3 Want het geschiedde, als Israel gezaaid had, zo kwamen de Midianieten op, en de Amalekieten, en die van het oosten kwamen ook op tegen hen.
Quando Israele avea seminato, i Madianiti con gli Amalekiti e coi figliuoli dell’oriente salivano contro di lui,
4 En zij legerden zich tegen hen, en verdierven de opkomst des lands, tot daar gij komt te Gaza; en zij lieten geen leeftocht overig in Israel, noch klein vee, noch os, noch ezel.
s’accampavano contro gl’Israeliti, distruggevano tutti i prodotti del paese fin verso Gaza, e non lasciavano in Israele né viveri, né pecore, né buoi, né asini.
5 Want zij kwamen op met hun vee en hun tenten; zij kwamen gelijk de sprinkhanen in menigte, dat men hen en hun kemelen niet tellen kon; en zij kwamen in het land, om dat te verderven.
Poiché salivano coi loro greggi e con le loro tende, e arrivavano come una moltitudine di locuste; essi e i loro cammelli erano innumerevoli, e venivano nel paese per devastarlo.
6 Alzo werd Israel zeer verarmd, vanwege de Midianieten. Toen riepen de kinderen Israels tot den HEERE.
Israele dunque fu ridotto in gran miseria a motivo di Madian, e i figliuoli d’Israele gridarono all’Eterno.
7 En het geschiedde, als de kinderen Israels tot den HEERE riepen, ter oorzake van de Midianieten;
E avvenne che, quando i figliuoli d’Israele ebbero gridato all’Eterno a motivo di Madian,
8 Zo zond de HEERE een man, die een profeet was, tot de kinderen Israels; die zeide tot hen: Alzo zegt de HEERE, de God Israels: Ik heb u uit Egypte doen opkomen, en u uit het diensthuis uitgevoerd;
l’Eterno mandò ai figliuoli d’Israele un profeta, che disse loro: “Così dice l’Eterno, l’Iddio d’Israele: Io vi feci salire dall’Egitto e vi trassi dalla casa di schiavitù;
9 En Ik heb u verlost van de hand der Egyptenaren, en van de hand van allen, die u drukten; en Ik heb hen voor uw aangezicht uitgedreven, en u hun land gegeven;
vi liberai dalla mano degli Egiziani e dalla mano di tutti quelli che vi opprimevano; li cacciai d’innanzi a voi, vi detti il loro paese,
10 En Ik zeide tot ulieden: Ik ben de HEERE, uw God; vreest de goden der Amorieten niet, in welker land gij woont; maar gij zijt Mijner stem niet gehoorzaam geweest.

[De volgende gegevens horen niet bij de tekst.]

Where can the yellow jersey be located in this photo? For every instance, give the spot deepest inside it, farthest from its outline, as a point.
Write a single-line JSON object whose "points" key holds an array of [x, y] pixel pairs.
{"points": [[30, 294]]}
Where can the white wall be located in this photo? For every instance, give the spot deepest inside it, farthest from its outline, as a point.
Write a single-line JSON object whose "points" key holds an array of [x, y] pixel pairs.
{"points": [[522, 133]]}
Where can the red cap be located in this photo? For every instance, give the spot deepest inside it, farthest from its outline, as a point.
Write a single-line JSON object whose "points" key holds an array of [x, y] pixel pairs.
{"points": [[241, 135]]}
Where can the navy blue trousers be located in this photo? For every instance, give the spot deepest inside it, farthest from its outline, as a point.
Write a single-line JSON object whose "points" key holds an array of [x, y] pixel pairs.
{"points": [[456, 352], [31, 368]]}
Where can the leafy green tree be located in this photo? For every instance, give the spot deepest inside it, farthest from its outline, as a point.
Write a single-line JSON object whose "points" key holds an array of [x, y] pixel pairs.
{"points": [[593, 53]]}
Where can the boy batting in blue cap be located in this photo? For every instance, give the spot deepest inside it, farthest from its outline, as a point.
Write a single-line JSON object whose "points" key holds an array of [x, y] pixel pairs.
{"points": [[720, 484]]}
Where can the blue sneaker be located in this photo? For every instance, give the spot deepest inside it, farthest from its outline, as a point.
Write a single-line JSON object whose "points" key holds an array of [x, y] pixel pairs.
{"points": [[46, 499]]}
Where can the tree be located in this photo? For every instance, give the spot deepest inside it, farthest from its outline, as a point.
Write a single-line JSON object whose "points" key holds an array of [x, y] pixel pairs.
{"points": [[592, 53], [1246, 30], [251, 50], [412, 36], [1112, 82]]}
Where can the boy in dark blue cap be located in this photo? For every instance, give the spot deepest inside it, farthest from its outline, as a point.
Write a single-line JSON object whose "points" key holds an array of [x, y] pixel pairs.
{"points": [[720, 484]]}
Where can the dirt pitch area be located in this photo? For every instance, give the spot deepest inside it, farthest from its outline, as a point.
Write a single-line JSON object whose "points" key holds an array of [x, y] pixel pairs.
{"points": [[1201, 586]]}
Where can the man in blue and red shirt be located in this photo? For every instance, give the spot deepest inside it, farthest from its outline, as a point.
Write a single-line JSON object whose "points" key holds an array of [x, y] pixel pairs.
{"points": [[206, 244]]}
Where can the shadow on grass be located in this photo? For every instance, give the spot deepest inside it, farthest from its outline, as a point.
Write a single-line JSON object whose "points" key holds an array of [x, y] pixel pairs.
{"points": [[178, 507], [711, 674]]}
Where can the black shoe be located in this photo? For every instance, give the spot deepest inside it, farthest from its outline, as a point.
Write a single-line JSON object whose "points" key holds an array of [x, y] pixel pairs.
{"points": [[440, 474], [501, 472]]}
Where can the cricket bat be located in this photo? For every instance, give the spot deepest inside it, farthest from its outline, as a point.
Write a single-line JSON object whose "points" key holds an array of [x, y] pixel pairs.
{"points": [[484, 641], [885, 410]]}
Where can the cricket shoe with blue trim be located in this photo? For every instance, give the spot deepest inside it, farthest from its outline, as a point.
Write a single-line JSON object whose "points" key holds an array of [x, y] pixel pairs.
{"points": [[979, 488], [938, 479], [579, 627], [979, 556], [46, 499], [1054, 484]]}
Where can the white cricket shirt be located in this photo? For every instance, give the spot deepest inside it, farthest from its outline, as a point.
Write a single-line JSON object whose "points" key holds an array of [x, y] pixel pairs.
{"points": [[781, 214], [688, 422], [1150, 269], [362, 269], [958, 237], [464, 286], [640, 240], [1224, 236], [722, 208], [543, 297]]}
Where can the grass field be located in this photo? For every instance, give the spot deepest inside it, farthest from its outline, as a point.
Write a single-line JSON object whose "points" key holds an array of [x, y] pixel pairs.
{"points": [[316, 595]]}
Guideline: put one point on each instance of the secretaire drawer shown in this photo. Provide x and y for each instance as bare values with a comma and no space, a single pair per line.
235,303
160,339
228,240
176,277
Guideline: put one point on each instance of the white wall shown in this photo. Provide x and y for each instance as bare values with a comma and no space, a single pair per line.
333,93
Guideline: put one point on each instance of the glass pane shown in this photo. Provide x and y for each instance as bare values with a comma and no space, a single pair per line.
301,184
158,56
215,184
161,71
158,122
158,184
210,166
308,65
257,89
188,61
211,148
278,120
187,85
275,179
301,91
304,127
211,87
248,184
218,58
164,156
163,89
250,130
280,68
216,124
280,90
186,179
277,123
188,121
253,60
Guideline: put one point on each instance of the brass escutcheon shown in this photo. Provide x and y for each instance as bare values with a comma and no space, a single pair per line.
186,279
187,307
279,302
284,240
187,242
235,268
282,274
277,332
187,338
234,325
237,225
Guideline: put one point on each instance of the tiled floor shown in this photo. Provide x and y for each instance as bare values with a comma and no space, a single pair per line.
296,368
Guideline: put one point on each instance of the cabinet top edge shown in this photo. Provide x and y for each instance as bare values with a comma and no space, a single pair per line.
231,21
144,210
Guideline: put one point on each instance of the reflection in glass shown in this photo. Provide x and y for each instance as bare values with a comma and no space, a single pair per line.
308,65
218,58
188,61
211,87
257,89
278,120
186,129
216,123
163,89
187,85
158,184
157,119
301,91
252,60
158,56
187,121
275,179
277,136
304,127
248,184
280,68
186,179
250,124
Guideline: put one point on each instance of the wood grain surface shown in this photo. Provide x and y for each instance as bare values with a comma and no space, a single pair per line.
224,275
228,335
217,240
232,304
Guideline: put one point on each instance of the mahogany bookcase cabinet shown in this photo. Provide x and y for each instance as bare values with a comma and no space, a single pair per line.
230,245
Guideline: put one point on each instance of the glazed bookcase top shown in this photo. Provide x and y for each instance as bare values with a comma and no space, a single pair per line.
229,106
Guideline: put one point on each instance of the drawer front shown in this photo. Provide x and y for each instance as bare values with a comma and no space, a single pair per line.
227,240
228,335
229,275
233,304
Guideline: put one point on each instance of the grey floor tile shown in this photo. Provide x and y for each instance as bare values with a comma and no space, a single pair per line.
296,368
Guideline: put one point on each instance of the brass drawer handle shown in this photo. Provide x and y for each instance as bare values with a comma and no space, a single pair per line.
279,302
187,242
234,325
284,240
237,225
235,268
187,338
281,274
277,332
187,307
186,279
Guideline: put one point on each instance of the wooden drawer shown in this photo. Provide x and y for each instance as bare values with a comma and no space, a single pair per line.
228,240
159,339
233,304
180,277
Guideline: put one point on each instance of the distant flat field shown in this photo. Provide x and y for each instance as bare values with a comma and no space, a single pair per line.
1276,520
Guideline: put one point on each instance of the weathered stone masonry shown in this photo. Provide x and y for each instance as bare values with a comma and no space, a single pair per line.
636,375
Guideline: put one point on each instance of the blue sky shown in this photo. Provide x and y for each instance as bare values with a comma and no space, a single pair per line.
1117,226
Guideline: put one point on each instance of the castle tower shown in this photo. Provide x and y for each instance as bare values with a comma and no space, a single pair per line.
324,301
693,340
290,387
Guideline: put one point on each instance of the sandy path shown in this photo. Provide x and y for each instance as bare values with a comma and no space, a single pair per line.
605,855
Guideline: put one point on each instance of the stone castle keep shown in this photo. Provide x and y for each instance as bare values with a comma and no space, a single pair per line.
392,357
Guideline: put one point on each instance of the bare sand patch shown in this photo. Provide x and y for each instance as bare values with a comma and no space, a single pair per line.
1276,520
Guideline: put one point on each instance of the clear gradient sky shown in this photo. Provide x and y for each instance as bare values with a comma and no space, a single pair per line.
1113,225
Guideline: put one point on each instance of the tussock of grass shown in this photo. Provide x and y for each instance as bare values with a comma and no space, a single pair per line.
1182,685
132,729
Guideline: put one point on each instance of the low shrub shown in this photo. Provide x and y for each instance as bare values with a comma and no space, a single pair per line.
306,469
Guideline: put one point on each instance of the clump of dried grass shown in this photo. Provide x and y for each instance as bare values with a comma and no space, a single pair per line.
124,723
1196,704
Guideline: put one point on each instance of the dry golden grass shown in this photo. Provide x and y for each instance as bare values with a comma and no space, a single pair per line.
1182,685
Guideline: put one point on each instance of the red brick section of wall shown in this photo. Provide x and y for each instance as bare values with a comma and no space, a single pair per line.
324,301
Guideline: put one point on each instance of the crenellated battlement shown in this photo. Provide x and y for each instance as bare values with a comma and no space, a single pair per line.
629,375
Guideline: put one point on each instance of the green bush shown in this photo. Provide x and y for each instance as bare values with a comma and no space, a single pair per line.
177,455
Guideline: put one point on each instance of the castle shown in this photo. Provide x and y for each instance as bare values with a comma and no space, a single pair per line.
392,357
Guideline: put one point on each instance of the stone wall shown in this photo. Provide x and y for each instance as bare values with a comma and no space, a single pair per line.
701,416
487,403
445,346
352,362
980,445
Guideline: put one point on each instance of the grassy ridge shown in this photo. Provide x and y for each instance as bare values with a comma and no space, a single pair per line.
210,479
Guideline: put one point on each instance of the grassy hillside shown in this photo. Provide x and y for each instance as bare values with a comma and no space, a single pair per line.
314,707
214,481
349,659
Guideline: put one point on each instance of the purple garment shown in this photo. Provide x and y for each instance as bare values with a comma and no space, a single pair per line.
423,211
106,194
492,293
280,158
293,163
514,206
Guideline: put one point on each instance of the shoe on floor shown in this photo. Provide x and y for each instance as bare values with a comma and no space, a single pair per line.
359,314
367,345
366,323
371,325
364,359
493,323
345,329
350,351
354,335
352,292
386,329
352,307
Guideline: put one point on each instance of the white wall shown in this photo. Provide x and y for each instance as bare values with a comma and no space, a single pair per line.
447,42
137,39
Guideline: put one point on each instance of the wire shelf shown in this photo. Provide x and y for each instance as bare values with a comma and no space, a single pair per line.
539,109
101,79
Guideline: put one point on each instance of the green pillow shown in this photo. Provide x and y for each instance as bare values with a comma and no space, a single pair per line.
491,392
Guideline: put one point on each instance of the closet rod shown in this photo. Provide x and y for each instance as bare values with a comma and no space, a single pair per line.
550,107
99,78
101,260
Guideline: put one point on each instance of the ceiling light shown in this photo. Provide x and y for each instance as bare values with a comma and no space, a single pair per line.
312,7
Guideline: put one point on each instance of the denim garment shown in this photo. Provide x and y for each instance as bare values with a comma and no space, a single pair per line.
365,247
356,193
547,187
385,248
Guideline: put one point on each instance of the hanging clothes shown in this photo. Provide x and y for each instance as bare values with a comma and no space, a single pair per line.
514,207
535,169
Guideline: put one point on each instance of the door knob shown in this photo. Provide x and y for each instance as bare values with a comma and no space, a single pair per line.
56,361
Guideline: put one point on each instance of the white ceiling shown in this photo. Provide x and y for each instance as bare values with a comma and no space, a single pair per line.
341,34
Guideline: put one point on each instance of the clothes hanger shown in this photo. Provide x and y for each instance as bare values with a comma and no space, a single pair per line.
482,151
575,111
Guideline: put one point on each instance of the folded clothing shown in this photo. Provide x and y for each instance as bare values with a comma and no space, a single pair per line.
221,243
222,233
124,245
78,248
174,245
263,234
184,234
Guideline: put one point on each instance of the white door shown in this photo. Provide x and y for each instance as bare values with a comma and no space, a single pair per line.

e vi dissi: Io sono l’Eterno, il vostro Dio; non adorate gli dei degli Amorei nel paese de’ quali abitate; ma voi non avete dato ascolto alla mia voce”.
11 Toen kwam een Engel des HEEREN, en zette Zich onder den eik, die te Ofra is, welke aan Joas, den Abi-ezriet, toekwam; en zijn zoon Gideon dorste tarwe bij de pers, om die te vluchten voor het aangezicht der Midianieten.
Poi venne l’angelo dell’Eterno, e si assise sotto il terebinto d’Ofra, che apparteneva a Joas, Abiezerita; e Gedeone, figliuolo di Joas, batteva il grano nello strettoio, per metterlo al sicuro dai Madianiti.
12 Toen verscheen hem de Engel des HEEREN, en zeide tot hem: De HEERE is met u, gij, strijdbare held!
L’angelo dell’Eterno gli apparve e gli disse: “L’Eterno è teco, o uomo forte e valoroso!”
13 Maar Gideon zeide tot Hem: Och, mijn Heer! zo de HEERE met ons is, waarom is ons dan dit alles wedervaren? en waar zijn al Zijn wonderen, die onze vaders ons verteld hebben, zeggende: Heeft ons de HEERE niet uit Egypte opgevoerd? Doch nu heeft ons de HEERE verlaten, en heeft ons in der Midianieten hand gegeven.
E Gedeone gli rispose: “Ahimè, signor mio, se l’Eterno è con noi, perché ci è avvenuto tutto questo? e dove sono tutte quelle sue maraviglie che i nostri padri ci hanno narrate dicendo: L’Eterno non ci trasse egli dall’Egitto? Ma ora l’Eterno ci ha abbandonato e ci ha dato nelle mani di Madian”.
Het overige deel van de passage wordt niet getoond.